Wilms' tumor is the most common tumor (lump) of the kidney in children. Usually it is found by age five. Some times it is associated with a number of other abnormalities that are found at birth.
These tumors of the kidney are found as a mass (enlargement) in the abdomen (belly). This is sometimes found by parents by accident or during a routine physical exam. Sometimes it is found because of a fever, elevated blood pressure, or because of blood in the urine.
This tumor is diagnosed with routine studies including ultrasound (sound waves are bounced off the kidneys to produce a picture), routine X-rays, intravenous pyelograms (a dye is given that is passed by the kidneys and allows a specialized X-ray to be taken), and CT scans. This allow your caregiver to look for other abnormalities. The earlier the stage of the tumor the more benign (non-cancerous) it appears under the microscope, the better the outcome will be. This means there is a better chance of survival.

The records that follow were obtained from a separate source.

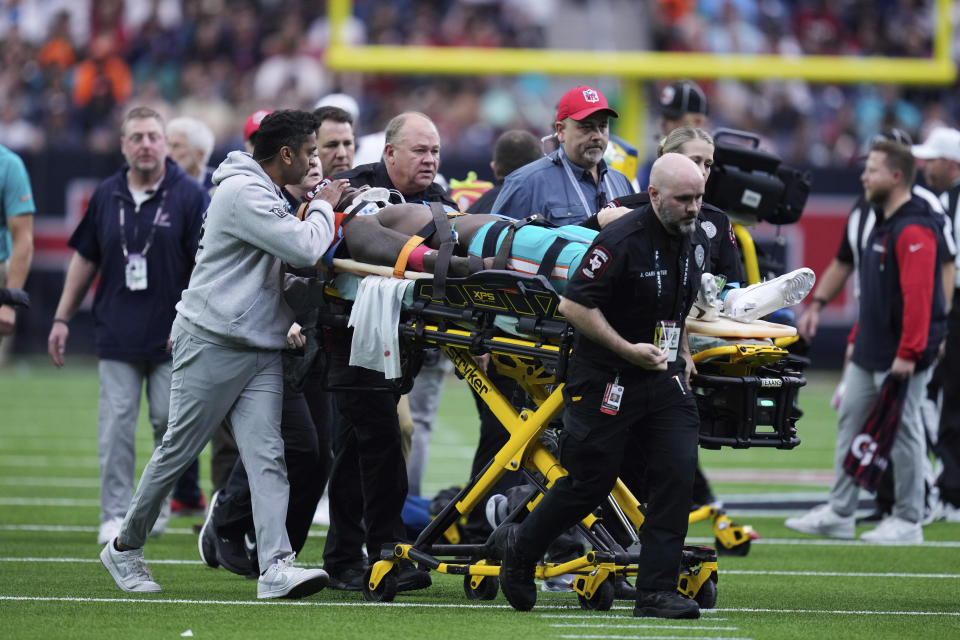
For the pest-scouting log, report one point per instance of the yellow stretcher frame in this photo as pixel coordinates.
(523, 448)
(523, 359)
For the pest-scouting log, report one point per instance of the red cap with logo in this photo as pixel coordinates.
(580, 102)
(253, 122)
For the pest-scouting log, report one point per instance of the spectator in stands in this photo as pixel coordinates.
(191, 144)
(513, 149)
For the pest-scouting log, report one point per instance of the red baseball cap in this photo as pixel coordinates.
(253, 122)
(580, 102)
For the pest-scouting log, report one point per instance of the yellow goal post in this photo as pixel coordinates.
(631, 67)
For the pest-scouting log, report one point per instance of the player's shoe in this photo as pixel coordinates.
(757, 300)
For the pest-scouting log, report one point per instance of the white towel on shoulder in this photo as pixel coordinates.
(375, 316)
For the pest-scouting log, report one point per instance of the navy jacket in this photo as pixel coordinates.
(135, 325)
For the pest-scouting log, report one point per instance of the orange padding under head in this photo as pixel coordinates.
(401, 264)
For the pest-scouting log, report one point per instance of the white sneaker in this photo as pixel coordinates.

Surgery is the main form of treatment. Surgery is done right after the tumor is first diagnosed. Sometimes it follows a course of medications (chemotherapy) to fight the tumor. Radiation may also be used following surgery. Because the treatment varies with the type of problems present and the extent of the disease, your caregiver will discuss all of your options with you. Together you can make a decision about the best treatment of this disease. Sometimes some of the decisions must be made after a course of treatment. An entire kidney and the surrounding tissue may be removed. Sometimes a portion of the kidney on the other side may need to be removed. This is something your caregiver will discuss with you.